• Vor allem junge Manager und Frauen führen weniger gern
  • Unternehmen müssen ihre Personalarbeit individualisieren


Selbstverwirklichung bei der beruflichen Tätigkeit ist Führungskräften in Deutschland wichtiger als ihre Führungsaufgabe. Vor allem Manager* im Alter von 34 Jahren und jünger (Generation Y) sowie weibliche Führungskräfte haben weniger Interesse daran, Führungsverantwortung zu übernehmen. Über alle Managergenerationen hinweg nimmt dagegen der Wunsch nach mehr Individualität in der Karriereentwicklung zu. Dies ist das Ergebnis des 3. Manager-Barometers, mit dem die internationale Personalberatung rund 1.200 Führungskräfte in ganz Deutschland nach ihren Karrieremotiven, ihrer Einsatzbereitschaft und ihren Entwicklungsperspektiven befragt.

Das Einsetzen persönlicher Stärken und Begabungen motiviert deutsche Führungskräfte für ihren weiteren Berufsweg am meisten. 62 Prozent der befragten Manager sind dieser Ansicht, während ihre Freude an der Führungsaufgabe mit 58 Prozent wie bereits im Vorjahr nur Platz 2 der Karrieremotivatoren belegt. Bei Frauen kommt Führung sogar erst an dritter Stelle. "Unsere Befragung zeigt seit Jahren eine zunehmende Führungsmüdigkeit unter deutschen Managern", erläutert Jürgen van Zwoll, Partner bei Odgers Berndtson und Leiter der Studie. "Diese Ergebnisse sind alarmierend und sollten die Unternehmen dazu veranlassen, sich individueller mit ihren Führungskräften zu beschäftigen."

Maßarbeit in der Personalarbeit erforderlich

Der Wunsch nach mehr Individualität in der persönlichen Karriereentwicklung wird insbesondere bei der Beurteilung der aktuellen Personalentwicklungsmaßnahmen in den Unternehmen deutlich. Neben einer stärkeren Einbindung in systematische Karriere- und Managementprogramme (60 Prozent) möchten die befragten Manager von erfahrenen Führungskräften stärker an die Hand genommen werden - zum Beispiel durch Coachings (49 Prozent), Mentoren (37 Prozent) oder den institutionalisierten Wissenstransfer von "Alt auf Jung" (35 Prozent). Bei der Gestaltung neuer Führungskarrieren halten die Befragten vor allem eine intensivere Vorbereitung des Führungsnachwuchses auf seine Führungsaufgabe für wichtig. "Personalentwicklungsmodelle von der Stange treffen nicht mehr die Erwartungen der Manager", urteilt Jürgen van Zwoll. "Die Unternehmen müssen zukünftig Maßarbeit in der Personalentwicklung leisten.

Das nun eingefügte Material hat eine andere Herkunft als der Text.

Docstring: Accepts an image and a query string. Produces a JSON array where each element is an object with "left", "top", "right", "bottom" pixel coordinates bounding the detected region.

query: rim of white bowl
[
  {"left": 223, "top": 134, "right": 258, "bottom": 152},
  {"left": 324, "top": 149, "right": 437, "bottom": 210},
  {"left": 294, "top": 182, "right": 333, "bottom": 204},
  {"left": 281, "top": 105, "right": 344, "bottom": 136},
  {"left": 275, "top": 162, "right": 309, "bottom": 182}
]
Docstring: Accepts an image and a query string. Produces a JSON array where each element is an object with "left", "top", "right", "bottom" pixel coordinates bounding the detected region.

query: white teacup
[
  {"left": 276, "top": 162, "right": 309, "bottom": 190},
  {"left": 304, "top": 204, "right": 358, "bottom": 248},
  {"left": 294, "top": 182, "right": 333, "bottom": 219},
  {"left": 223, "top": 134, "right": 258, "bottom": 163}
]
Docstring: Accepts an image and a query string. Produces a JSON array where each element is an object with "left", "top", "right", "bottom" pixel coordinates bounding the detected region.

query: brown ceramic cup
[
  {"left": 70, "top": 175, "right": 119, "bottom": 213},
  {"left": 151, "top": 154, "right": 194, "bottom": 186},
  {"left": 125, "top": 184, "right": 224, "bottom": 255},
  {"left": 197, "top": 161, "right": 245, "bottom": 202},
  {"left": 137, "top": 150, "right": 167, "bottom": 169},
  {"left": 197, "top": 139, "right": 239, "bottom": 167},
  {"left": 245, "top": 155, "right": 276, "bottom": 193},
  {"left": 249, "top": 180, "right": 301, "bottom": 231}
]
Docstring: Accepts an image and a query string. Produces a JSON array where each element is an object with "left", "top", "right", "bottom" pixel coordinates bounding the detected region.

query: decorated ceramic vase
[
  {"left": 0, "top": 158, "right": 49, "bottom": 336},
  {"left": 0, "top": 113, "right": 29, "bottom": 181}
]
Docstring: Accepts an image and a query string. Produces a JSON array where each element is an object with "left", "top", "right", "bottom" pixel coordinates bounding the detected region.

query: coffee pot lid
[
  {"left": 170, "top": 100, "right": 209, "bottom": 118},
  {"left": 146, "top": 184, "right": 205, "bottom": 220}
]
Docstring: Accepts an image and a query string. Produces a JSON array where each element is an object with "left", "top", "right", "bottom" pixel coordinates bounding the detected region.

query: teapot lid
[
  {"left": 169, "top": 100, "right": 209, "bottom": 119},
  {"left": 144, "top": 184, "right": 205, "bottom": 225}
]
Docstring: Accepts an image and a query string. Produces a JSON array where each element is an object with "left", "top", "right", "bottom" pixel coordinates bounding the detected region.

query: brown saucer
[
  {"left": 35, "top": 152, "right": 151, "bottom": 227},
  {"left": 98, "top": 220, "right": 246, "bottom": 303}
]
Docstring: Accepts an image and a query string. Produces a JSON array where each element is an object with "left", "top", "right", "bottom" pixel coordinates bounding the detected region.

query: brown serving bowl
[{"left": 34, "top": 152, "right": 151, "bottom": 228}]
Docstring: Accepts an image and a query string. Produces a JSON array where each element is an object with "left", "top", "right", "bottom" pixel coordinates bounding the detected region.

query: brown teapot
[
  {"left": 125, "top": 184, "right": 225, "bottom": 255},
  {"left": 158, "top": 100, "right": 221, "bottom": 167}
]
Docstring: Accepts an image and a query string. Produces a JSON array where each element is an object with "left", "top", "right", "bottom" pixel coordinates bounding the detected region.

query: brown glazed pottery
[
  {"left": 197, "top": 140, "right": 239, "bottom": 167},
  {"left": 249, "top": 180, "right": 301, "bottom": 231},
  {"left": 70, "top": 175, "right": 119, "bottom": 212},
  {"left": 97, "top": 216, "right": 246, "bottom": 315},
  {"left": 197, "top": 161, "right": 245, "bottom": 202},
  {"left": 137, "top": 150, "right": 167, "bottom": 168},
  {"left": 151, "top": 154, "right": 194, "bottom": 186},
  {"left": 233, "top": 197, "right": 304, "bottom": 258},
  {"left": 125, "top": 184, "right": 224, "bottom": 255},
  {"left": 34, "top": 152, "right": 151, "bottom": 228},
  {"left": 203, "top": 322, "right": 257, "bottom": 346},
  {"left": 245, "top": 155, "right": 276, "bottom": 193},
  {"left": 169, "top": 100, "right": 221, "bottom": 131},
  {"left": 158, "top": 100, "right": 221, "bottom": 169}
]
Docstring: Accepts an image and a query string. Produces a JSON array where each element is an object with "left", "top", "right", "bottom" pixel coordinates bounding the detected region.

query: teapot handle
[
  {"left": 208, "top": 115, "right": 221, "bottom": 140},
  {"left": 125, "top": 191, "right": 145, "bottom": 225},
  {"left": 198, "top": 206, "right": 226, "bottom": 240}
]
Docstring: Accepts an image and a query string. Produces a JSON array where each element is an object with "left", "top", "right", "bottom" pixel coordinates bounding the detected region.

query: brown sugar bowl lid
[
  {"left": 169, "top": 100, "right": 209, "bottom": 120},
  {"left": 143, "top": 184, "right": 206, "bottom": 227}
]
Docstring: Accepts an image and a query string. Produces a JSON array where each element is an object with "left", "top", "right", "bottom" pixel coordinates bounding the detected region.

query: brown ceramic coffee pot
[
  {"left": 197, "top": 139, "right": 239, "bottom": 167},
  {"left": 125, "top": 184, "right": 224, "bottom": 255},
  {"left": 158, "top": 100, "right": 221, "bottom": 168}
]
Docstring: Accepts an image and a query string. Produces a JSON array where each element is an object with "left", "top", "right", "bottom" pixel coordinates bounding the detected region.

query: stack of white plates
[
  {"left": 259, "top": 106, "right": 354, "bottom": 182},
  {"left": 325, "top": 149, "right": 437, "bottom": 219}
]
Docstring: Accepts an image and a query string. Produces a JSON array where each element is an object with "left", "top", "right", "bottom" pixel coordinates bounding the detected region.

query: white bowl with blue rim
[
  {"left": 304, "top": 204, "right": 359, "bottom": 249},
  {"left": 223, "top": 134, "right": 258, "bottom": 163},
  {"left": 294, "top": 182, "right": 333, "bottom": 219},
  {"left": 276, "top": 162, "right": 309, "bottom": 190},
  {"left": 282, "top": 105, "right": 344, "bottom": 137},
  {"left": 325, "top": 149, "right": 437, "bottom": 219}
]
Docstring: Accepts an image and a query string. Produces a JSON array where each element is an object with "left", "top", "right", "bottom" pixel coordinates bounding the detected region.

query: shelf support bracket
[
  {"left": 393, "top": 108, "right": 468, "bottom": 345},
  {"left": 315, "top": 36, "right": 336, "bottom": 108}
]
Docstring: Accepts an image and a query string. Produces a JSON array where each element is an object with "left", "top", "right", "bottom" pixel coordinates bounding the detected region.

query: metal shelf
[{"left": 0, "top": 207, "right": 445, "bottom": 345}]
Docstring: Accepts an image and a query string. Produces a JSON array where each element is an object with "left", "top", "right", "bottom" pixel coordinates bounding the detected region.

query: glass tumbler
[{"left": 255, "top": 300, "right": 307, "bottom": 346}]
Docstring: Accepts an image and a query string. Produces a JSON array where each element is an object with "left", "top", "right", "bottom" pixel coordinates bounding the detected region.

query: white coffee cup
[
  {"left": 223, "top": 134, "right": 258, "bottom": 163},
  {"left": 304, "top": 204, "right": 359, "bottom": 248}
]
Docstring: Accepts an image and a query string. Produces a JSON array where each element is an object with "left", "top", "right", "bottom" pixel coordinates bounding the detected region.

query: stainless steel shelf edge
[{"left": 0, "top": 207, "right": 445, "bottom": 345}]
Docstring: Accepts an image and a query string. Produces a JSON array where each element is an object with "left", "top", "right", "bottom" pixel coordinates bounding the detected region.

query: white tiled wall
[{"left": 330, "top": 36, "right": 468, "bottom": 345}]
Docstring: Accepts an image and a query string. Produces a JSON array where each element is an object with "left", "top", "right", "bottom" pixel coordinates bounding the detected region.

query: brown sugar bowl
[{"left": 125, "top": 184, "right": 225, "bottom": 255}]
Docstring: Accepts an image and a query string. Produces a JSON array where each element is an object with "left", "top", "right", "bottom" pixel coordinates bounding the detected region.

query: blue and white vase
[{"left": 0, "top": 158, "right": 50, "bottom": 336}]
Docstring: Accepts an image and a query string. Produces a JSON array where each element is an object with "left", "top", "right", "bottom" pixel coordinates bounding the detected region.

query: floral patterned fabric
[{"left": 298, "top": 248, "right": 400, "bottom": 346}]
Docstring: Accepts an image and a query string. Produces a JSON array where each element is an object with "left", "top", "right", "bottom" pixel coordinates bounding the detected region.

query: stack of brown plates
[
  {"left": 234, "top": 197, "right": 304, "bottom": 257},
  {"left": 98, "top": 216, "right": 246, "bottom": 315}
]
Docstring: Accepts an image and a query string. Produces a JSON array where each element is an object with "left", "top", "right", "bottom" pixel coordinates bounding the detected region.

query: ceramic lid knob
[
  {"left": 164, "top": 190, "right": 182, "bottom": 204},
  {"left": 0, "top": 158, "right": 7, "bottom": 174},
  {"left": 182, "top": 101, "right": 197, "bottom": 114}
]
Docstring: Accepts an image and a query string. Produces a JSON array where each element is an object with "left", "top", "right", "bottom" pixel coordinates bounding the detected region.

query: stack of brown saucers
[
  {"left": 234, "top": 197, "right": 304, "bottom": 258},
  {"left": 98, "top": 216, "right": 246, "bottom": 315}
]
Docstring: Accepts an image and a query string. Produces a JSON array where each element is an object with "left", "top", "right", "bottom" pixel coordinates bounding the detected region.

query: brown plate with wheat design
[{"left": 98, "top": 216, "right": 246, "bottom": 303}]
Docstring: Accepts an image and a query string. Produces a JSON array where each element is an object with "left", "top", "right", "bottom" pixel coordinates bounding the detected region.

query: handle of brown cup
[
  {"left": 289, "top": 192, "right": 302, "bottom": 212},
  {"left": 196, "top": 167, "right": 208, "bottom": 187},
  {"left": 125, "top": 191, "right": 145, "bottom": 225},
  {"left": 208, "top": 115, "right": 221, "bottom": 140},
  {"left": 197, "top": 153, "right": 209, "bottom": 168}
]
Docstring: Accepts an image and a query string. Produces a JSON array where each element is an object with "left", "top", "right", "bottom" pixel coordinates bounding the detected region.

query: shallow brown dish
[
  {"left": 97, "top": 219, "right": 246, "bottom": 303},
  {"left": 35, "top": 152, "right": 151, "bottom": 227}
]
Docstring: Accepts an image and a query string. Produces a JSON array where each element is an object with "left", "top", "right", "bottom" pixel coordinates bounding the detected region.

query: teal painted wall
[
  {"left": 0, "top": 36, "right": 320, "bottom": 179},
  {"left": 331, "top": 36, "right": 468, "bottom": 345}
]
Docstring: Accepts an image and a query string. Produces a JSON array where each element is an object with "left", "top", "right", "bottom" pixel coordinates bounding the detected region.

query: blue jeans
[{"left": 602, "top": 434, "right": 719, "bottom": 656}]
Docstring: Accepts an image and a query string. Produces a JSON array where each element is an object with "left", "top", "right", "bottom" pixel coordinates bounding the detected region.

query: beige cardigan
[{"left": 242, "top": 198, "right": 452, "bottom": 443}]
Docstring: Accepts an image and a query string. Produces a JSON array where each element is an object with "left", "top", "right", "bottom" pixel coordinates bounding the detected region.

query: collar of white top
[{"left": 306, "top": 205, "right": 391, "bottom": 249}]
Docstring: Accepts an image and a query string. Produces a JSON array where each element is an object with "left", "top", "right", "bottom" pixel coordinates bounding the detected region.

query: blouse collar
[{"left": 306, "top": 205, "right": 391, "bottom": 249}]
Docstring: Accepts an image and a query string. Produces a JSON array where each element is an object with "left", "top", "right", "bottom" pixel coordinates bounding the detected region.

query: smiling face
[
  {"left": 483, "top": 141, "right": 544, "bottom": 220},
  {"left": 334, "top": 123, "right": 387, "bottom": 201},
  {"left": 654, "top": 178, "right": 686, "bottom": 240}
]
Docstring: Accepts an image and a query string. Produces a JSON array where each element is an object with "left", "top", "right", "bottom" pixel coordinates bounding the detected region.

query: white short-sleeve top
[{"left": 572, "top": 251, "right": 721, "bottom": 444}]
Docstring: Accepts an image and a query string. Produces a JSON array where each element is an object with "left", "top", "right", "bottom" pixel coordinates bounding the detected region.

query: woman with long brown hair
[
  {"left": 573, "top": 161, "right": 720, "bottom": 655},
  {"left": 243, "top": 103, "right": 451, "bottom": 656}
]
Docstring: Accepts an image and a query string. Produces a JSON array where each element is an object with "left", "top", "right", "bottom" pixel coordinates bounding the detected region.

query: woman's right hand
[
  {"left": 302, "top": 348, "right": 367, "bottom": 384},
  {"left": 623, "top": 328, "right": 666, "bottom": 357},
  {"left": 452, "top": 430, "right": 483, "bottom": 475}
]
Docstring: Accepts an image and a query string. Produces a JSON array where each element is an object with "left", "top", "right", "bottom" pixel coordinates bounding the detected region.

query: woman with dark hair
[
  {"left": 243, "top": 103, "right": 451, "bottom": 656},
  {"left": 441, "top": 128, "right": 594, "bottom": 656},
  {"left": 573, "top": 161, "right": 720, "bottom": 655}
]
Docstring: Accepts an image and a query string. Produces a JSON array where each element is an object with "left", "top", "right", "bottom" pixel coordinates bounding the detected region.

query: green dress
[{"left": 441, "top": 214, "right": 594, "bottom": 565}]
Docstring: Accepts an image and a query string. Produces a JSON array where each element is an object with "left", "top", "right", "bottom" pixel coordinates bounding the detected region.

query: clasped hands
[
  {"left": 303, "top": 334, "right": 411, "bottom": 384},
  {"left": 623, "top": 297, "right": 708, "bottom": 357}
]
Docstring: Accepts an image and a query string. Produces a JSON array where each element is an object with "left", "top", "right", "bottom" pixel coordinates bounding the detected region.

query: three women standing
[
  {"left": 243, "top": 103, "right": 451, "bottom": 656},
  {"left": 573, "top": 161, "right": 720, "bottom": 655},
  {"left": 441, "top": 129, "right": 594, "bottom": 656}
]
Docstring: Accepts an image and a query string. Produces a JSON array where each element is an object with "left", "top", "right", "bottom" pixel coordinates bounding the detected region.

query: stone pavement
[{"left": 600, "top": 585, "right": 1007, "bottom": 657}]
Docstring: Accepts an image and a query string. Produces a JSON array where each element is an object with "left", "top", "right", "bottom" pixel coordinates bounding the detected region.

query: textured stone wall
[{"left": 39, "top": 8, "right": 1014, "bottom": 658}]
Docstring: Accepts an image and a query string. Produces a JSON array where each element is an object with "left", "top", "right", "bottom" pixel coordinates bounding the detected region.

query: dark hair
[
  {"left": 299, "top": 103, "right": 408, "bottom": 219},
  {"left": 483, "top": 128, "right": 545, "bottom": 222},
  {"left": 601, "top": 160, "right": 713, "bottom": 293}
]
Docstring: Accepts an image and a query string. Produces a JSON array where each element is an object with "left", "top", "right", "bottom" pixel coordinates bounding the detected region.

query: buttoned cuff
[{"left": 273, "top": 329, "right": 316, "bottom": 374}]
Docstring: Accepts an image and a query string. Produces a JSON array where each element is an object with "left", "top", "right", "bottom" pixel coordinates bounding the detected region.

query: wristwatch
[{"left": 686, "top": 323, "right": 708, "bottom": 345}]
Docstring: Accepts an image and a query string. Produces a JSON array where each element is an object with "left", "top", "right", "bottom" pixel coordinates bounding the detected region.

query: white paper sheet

Hierfür sollten die Linienvorgesetzten stärker in die Verantwortung genommen werden, die näher an ihren Führungskräften sind", empfiehlt der Berater weiter.

Fachkarrieren ermöglichen

Eine Möglichkeit zur stärkeren Individualisierung und Flexibilisierung der Karriere sehen die Führungskräfte in der Einrichtung von Expertenpositionen und Fachkarrieren. Mehr als Dreiviertel der Befragten halten alternative Karrierekonzepte, die neben der klassischen Führungs‐ und Managementlaufbahn angeboten werden, für "geeignet" oder "sehr geeignet", um der aktuellen Führungsmüdigkeit entgegen zu wirken und um qualifizierte Frauen sowie Ältere an das Unternehmen zu binden. Voraussetzung für die Akzeptanz von Fachkarrieren ist jedoch, dass Experten auf der einen Seite und Manager mit Führungsverantwortung auf der anderen Seite dieselbe Wertschätzung im Unternehmen erfahren.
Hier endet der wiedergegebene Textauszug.